I'm not looking forward to starting to fully milk them again, but some have been really missing having the fresh, cold, goat milk to drink.

Friday, January 22, 2010

Getting ready for the kids

We need to start feeding about a pound of grain per goat per day starting about the middle of February. If you have any ideas how to do this the most efficiently I would like you to share them. Right now what I have thought of is just put each one on the milk stand and feed them, this way we can make sure each one gets their proper amount. Let us know your ideas and we wish Janina the best with her marathon run, don't know if anyone else is also running but best to all of you crazies.

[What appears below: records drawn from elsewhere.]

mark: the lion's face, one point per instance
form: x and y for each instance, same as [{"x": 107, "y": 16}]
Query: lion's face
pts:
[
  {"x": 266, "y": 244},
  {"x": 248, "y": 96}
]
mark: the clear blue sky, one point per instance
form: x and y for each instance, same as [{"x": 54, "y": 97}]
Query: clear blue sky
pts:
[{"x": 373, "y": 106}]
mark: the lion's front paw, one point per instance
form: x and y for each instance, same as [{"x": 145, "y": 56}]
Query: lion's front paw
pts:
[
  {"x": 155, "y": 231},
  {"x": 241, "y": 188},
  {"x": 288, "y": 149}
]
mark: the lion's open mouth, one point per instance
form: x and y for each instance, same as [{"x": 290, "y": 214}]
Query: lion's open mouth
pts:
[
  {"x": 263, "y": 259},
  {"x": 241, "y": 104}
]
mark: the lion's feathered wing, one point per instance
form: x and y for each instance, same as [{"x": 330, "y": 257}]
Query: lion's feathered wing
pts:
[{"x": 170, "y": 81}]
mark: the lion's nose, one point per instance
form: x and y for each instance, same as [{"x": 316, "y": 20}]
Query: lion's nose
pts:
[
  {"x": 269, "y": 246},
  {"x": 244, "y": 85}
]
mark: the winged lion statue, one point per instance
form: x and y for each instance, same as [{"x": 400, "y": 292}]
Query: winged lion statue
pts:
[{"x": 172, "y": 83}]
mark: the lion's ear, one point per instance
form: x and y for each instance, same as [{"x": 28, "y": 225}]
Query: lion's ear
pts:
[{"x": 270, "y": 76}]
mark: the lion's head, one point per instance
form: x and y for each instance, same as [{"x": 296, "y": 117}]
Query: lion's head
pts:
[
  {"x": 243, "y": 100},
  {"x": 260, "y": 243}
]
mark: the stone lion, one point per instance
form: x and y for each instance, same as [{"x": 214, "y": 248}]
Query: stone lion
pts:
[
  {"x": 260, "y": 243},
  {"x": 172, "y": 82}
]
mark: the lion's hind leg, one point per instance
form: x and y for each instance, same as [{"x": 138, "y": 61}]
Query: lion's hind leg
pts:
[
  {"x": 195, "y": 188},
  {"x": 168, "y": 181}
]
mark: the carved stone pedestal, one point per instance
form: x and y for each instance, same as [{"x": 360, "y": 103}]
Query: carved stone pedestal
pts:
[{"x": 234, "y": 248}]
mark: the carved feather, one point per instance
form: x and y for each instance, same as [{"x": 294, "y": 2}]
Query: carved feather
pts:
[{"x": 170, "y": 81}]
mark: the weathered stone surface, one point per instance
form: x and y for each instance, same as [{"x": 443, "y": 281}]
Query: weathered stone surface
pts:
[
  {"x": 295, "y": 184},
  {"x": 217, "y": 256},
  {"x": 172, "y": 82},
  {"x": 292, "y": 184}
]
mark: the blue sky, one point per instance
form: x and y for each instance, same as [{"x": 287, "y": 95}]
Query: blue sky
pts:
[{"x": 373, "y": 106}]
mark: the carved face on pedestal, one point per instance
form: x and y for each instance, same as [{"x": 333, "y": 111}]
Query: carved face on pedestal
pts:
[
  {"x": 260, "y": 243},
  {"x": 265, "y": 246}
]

Wednesday, January 6, 2010

Great job All

I just wanted to tell everyone what a great job you have done this whole year, I know sometimes groups can have little quirks and tiffs but everyone has done a great job with spreading the work and accommodating everyone's differences in opinion at times.
I for one really miss the milk, I know some of you don't feel the same way but if you watch Food Inc. or Fresh the Movie or read the Omnivore's Dilema I think you might change your mind, not only is the milk better for what it does not have in it, it is great for what it does have in it, if you do the research you will find that about the only thing "milk" in the store and our milk have in common is that they are both kind of the same color. I know the billy goat kind of messed with the taste but with a little tweaking next year I believe we can totally eliminate that and keep the sweeter taste all year. Thanks for the great work and help all year and now we can look forward to the kids coming, they are always fun to have around.

Monday, January 4, 2010

It's a Dry Country!

We have finally dried up the goats so no more milking for the next few months. I must say that it is quite a relief to me. Now we just need to feed them, but that seems like nothing...load a little hay up in their feeding bin, fill the water, and bam! it's Miller time.

We are planning on the goats delivering in the Spring and we may have 1 or 2 more people join our group. That would be about perfect(or as perfect as it can get) for this setup. We also don't expect any capital costs this year so that will be some additional saving, which is what this is all about anyway.

The Lame Goat is moving around just fine now. I don't notice any limp in her anymore. In fact except for the giant joint (looks like someone who pops their knuckles a lot) you would never know she was in mortal combat and nearly slaughtered by a fierce predator. She still hasn't regained her place in the pecking order yet though. Might take some more time for that to happen.

I did take the pump and bring it home to keep it out of the weather, we don't really want to have to buy another one of those if a little shelter will help keep it in tip top shape. I might be underestimating it's hardiness, but taking up a little shelf space is worth the peace of mind to me.